I know it's a genus.

marshwiggle

Quote from: Parasaurolophus on June 22, 2020, 05:17:00 PM
Should we add all of Australia to the list?

The reduction in government per-student allotments for the arts and humanities are really bad, of course, but when you take into account projected student-side contributions, they actually come out OK--provided, of course, that the cuts don't end up radically reducing the number of students in those fields.

If they go through with it, it should answer a couple of important questions:

  • How many students will choose humanities because they want to, rather than by default?
  • Of the students redirected into STEM, how many can actually handle it?

These are two questions that, to the best of my knowldege, have only been kind of speculated about up to this point. Having actual data to go on should be useful for future discussions.
It takes so little to be above average.

Hibush

Johnsen has resigned as Alaska president. Apparently is is better to be unemployed than to lead the Wisconsin system.

Why are presidential searches so secret these days? The petition that prompted his resignation made the case that "Jim Johnsen has demonstrated that he is more willing to invest his efforts in advancing his own career than in leading the university system through these difficult times."

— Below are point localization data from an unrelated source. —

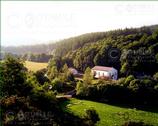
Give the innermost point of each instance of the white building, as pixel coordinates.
(105, 72)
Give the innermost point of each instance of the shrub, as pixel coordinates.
(132, 123)
(155, 76)
(57, 84)
(91, 116)
(128, 80)
(81, 89)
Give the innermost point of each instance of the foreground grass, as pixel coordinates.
(35, 66)
(110, 115)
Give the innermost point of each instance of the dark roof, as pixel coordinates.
(102, 68)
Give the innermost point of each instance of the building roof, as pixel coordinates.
(102, 68)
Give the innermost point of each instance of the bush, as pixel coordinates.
(91, 116)
(81, 89)
(132, 123)
(128, 80)
(156, 76)
(57, 84)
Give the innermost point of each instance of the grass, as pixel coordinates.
(110, 115)
(35, 66)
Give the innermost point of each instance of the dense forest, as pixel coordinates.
(133, 52)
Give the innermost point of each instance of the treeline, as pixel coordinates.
(36, 49)
(27, 98)
(131, 51)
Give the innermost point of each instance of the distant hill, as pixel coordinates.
(37, 49)
(73, 43)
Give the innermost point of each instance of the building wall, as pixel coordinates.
(111, 74)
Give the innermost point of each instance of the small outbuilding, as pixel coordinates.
(105, 72)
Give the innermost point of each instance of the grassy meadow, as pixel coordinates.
(110, 115)
(35, 66)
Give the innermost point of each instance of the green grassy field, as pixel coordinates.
(35, 66)
(110, 115)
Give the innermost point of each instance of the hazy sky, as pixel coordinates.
(32, 22)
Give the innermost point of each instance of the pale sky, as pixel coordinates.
(33, 22)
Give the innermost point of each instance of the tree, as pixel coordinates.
(129, 79)
(14, 76)
(87, 78)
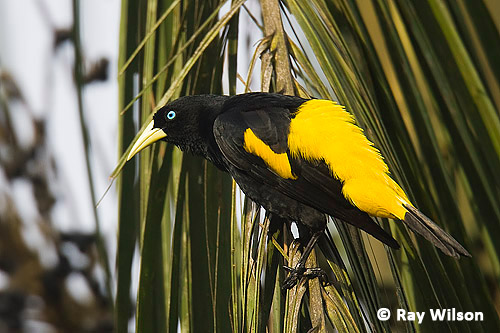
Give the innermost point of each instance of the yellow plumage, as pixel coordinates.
(279, 163)
(323, 130)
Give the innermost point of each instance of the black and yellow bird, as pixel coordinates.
(300, 159)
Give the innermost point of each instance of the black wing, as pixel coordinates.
(314, 186)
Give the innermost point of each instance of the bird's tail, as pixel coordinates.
(424, 226)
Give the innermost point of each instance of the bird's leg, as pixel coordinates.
(300, 270)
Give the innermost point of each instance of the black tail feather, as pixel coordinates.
(424, 226)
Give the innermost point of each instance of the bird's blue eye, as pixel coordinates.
(170, 115)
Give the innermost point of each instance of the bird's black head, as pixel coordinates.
(186, 122)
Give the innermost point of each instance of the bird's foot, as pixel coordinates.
(295, 274)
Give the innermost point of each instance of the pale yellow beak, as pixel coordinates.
(148, 136)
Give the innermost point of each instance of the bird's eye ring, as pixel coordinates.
(170, 115)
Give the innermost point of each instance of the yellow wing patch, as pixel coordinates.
(279, 163)
(323, 130)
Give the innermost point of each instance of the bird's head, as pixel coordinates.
(186, 122)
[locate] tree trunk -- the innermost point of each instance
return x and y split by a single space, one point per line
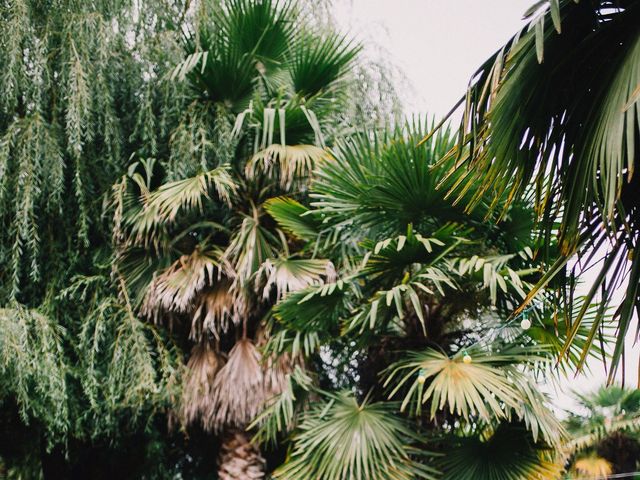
239 458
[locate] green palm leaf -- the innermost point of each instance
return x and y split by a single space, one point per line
539 117
344 439
292 217
488 386
507 453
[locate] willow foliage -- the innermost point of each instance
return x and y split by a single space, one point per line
82 87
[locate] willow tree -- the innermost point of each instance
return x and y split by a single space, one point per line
74 361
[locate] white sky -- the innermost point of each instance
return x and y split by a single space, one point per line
439 44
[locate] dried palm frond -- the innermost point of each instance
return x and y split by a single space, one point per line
176 289
238 389
291 274
216 307
286 162
277 370
593 467
250 246
161 207
197 394
240 458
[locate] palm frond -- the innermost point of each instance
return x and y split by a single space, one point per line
593 467
292 217
160 208
599 432
539 118
308 316
288 163
250 246
238 389
280 413
216 307
317 63
344 439
288 274
488 386
197 390
176 289
508 453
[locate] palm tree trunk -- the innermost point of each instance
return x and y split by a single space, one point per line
239 458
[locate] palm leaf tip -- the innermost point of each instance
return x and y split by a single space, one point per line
343 439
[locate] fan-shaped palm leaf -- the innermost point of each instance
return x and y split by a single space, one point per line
343 439
291 274
539 115
197 390
488 386
238 389
286 162
317 63
292 217
176 289
504 454
593 468
161 207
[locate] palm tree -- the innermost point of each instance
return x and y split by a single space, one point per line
416 326
605 439
196 249
556 113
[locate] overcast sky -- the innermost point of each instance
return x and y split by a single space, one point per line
439 44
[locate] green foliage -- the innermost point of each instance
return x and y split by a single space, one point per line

Quote from: Hibush on June 12, 2020, 05:55:38 PM
Quote from: jonadam on June 12, 2020, 04:53:06 PM
Quote from: Hibush on June 08, 2020, 12:59:03 PM
Quote from: polly_mer on June 08, 2020, 11:28:21 AM
Quote from: marshwiggle on June 08, 2020, 08:01:41 AM
Quote from: polly_mer on June 08, 2020, 07:40:26 AM
University of Alaska system cuts 40 programs while still considering institutional mergers.

As an illustration of how much the problems predate COVID-19:

Quote
Programs that were cut were chosen from a larger list of programs previously selected by university administrators, university officials said. Thirteen of them had previously been suspended, some as early as 2013.

I'm guessing many of those "suspended" programs had no students in them by this point.

We've discussed Alaska at length last year when big cuts to finances were proposed by the governor along with the insistence that the system only needed one campus.

This week we learned that Jim Johnsen, the president of U of Alaska will become the next president of the U of Wisconsin system. His training as a top-down business executive did not sit well with the Alaska faculty. Perhaps he is going to drive consolidation in the UW system, which we have also discussed at length here. Many of the UW campuses have worrisome demographic and financial.

Breaking news: https://www.jsonline.com/story/news/education/2020/06/12/sole-finalist-uw-system-president-withdraws/3175165001/

Dr. (?) Johnsen withdrew from consideration. There was a lot of backlash in both states about his potential appointment, so I think that's why

Johnsen wrote " "I appreciate the strong support from the search committee at Wisconsin, and for all those who supported my candidacy, but it's clear they have important process issues to work out." 

I read between the lines that as bad as the situation is in Alaska, with no sign of shared values between the government and the university, and no trust between the faculty and system administration, the conditions in Wisconsin are substantially worse.

jimbogumbo


onthefringe

Re Jim Johnsen, if I were 60ish and had been pulling down a salary of minimally $325,000 per year for five years, I might prefer to "retire" than to get involved in the snakes nest that is undoubtedly the Wisconsin system in the time if COVID.He can alway consult or something if he needs cash.